Objective: This study aims to employ machine learning (ML) tools to cluster patients hospitalized for acute exacerbations of chronic obstructive pulmonary disease (COPD) based on their diverse social and clinical characteristics. This clustering is intended to facilitate the subsequent analysis of differences in clinical outcomes.
Methods: We analysed a cohort of patients with severe COPD from two Pulmonary Departments in north-western Spain using the k-prototypes algorithm, incorporating demographic, clinical, and social data. The resulting clusters were correlated with metrics such as readmissions, mortality, and place of death. Additionally, we developed an Intelligent Clinical Decision Support System (ICDSS) using a supervised ML model (Random Forest) to assign new patients to these clusters based on a reduced set of variables.

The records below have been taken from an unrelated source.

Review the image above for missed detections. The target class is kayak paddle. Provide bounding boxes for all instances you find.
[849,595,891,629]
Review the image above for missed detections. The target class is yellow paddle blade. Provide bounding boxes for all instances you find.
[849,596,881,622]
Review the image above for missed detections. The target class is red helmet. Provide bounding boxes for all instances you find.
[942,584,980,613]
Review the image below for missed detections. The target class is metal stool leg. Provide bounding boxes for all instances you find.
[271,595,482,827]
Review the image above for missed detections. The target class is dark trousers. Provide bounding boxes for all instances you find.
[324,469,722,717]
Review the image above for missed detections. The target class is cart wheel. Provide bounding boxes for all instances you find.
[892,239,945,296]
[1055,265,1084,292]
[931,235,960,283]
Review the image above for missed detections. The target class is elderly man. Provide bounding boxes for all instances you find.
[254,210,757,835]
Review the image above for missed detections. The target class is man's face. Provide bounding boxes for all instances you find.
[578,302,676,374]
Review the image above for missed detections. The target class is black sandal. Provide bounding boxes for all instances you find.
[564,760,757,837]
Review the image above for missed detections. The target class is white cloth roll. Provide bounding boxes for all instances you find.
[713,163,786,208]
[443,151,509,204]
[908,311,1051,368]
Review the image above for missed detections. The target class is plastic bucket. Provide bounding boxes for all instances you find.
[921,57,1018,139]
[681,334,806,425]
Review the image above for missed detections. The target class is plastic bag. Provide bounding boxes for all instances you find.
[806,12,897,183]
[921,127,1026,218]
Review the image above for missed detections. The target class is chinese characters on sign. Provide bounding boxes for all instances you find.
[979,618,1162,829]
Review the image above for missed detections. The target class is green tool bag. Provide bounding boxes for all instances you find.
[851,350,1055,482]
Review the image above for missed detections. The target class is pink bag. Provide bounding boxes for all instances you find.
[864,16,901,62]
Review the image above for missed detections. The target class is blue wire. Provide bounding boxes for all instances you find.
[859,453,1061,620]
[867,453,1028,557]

Results: The cohort consisted of 524 patients, with an average age of 70.30 ± 9.35 years, 77.67% male, and an average FEV1 of 44.43 ± 15.4. Four distinct clusters (A-D) were identified with varying clinical-demographic and social profiles. Cluster D showed the highest levels of dependency, social isolation, and increased rates of readmissions and mortality. Cluster B was characterized by prevalent cardiovascular comorbidities. Cluster C included a younger demographic, with a higher proportion of women and significant psychosocial challenges. The ICDSS, using five key variables, achieved areas under the ROC curve of at least 0.91.
Conclusions: ML tools effectively facilitate the social and clinical clustering of patients with severe COPD, closely related to resource utilization and prognostic profiles. The ICDSS enhances the ability to characterize new patients in clinical settings.